Remote employees ‘don’t work as hard’, says head of world’s biggest commercial landlord

Steve Schwarzman, chief executive of the Blackstone group
Steve Schwarzman was speaking at the Future Investment Initiative summit in Riyadh, Saudi Arabia. Photograph: Gary He/Reuters

The boss of the world’s biggest commercial landlord has accused remote workers of staying away from the office because it means they “don’t work as hard” and can save money.

Steve Schwarzman, the chief executive of investment firm the Blackstone group, made the claims about hybrid staff while speaking on a panel at the Future Investment Initiative summit in Riyadh, Saudi Arabia.

In remarks first reported by Bloomberg, he said employees had kept working from home because “they didn’t work as hard, regardless of what they tell you” and also due to the savings they make on their daily commute, lunches and work attire.

The continuing vacancies in office buildings in the US were a direct result of the rise in remote working since the Covid pandemic, Schwarzman added, saying it was likely firms would cut back on space once their current leases come to and end.

He said some of those properties were “not survivable as economic entities” but that newer office buildings were proving resilient, while demand for real estate such as warehouses was on the increase.

The chief executive of Goldman Sachs, David Solomon, told the same panel that his company’s workers had returned to office working in recent months.

Solomon had previously described remote working as an “aberration” that needed to be corrected “as soon as possible”. He said that his firm was “by and large, operating the same way now as it did before the pandemic”.

It was revealed earlier this month that nearly two-thirds of bosses believe that workers will return to the office five days a week within the next three years, while a majority of company leaders think pay and promotions could become linked to workplace attendance, according to a survey.

Despite the widespread adoption of hybrid working by most office-based employers since the pandemic, the KPMG CEO Outlook survey found 64% of leaders globally, and 63% of those in the UK, predicted a full return to in-office working by 2026.

The annual poll – which surveyed more than 1,300 chief executives of the world’s largest businesses, of whom 150 are in the UK – suggested many executives were increasingly supportive of returning to pre-Covid ways of working, more than three years after the pandemic forced office-based employees to carry out their roles from home.

However, concerns have been raised about the equality implications of trying to roll back hybrid working patterns.
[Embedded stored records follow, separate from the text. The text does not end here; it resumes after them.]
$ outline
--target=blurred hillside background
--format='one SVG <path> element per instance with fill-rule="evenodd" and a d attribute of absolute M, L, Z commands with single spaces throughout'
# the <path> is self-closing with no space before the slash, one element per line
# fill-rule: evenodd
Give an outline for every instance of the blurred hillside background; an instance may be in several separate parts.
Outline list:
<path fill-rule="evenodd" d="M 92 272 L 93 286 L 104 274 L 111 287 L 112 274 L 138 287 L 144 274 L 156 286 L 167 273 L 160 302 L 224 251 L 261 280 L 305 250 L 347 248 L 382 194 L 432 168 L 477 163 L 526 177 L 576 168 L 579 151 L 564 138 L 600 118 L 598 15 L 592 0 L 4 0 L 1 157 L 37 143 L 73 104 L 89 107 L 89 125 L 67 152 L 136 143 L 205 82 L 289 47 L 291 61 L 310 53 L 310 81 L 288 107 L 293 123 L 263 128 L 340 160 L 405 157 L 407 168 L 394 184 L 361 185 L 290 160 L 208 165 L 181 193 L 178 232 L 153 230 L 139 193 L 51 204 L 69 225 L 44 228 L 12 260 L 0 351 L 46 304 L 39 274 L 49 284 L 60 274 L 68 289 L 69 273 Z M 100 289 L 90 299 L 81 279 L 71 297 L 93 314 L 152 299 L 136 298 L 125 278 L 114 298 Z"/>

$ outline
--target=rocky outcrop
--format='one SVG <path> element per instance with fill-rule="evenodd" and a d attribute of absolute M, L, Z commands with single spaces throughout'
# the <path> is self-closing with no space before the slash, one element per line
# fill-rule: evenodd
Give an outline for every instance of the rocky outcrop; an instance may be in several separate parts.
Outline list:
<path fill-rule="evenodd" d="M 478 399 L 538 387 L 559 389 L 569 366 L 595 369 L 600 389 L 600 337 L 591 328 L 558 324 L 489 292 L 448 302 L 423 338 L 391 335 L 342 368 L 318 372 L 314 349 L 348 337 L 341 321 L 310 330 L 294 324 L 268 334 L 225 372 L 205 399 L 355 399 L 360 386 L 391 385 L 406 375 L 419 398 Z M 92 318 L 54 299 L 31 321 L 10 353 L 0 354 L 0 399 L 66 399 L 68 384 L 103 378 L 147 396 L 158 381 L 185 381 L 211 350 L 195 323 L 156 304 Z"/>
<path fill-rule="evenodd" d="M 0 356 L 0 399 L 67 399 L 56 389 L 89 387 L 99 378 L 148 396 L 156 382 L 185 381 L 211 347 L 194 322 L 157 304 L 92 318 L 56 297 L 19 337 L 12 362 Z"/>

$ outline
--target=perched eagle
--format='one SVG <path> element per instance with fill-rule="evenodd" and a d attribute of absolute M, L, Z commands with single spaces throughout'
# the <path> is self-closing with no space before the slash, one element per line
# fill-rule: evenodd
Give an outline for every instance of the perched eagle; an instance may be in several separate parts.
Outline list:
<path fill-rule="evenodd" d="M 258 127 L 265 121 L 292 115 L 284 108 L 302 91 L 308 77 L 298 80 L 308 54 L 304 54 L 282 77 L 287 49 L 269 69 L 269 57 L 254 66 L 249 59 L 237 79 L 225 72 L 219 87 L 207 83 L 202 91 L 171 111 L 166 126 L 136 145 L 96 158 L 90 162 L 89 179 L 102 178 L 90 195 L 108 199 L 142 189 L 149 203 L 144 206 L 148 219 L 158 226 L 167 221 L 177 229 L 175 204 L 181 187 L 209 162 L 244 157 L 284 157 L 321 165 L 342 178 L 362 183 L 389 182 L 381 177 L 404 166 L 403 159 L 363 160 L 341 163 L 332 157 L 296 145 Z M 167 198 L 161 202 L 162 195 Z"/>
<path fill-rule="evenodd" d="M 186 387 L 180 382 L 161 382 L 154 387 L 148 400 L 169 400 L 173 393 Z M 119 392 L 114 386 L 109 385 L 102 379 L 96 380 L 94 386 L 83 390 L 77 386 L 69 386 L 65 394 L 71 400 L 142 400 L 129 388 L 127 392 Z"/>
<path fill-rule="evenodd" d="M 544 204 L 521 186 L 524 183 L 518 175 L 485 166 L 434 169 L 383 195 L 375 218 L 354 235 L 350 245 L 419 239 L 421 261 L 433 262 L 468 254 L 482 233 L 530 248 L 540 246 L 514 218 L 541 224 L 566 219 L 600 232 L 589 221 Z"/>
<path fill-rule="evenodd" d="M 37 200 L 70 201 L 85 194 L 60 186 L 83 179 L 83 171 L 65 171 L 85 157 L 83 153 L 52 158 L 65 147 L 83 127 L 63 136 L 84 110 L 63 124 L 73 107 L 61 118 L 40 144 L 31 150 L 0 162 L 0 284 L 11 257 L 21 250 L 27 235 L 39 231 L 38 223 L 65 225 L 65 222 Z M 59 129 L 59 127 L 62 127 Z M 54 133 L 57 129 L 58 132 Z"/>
Last week the Treasury parliamentary committee was told that the backlash against such arrangements was forcing women out of the City.

Fiona Mackenzie, the CEO of thinktank The Other Half, told MPs that the “accidental” introduction of hybrid working in the financial sector due to the Covid pandemic did lead to some “fantastic progress”, aiding working parents.

However, she said very few people in the City defended hybrid working, and many chief executives were quite keen to “switch it off”, forcing high-performing women out of their jobs.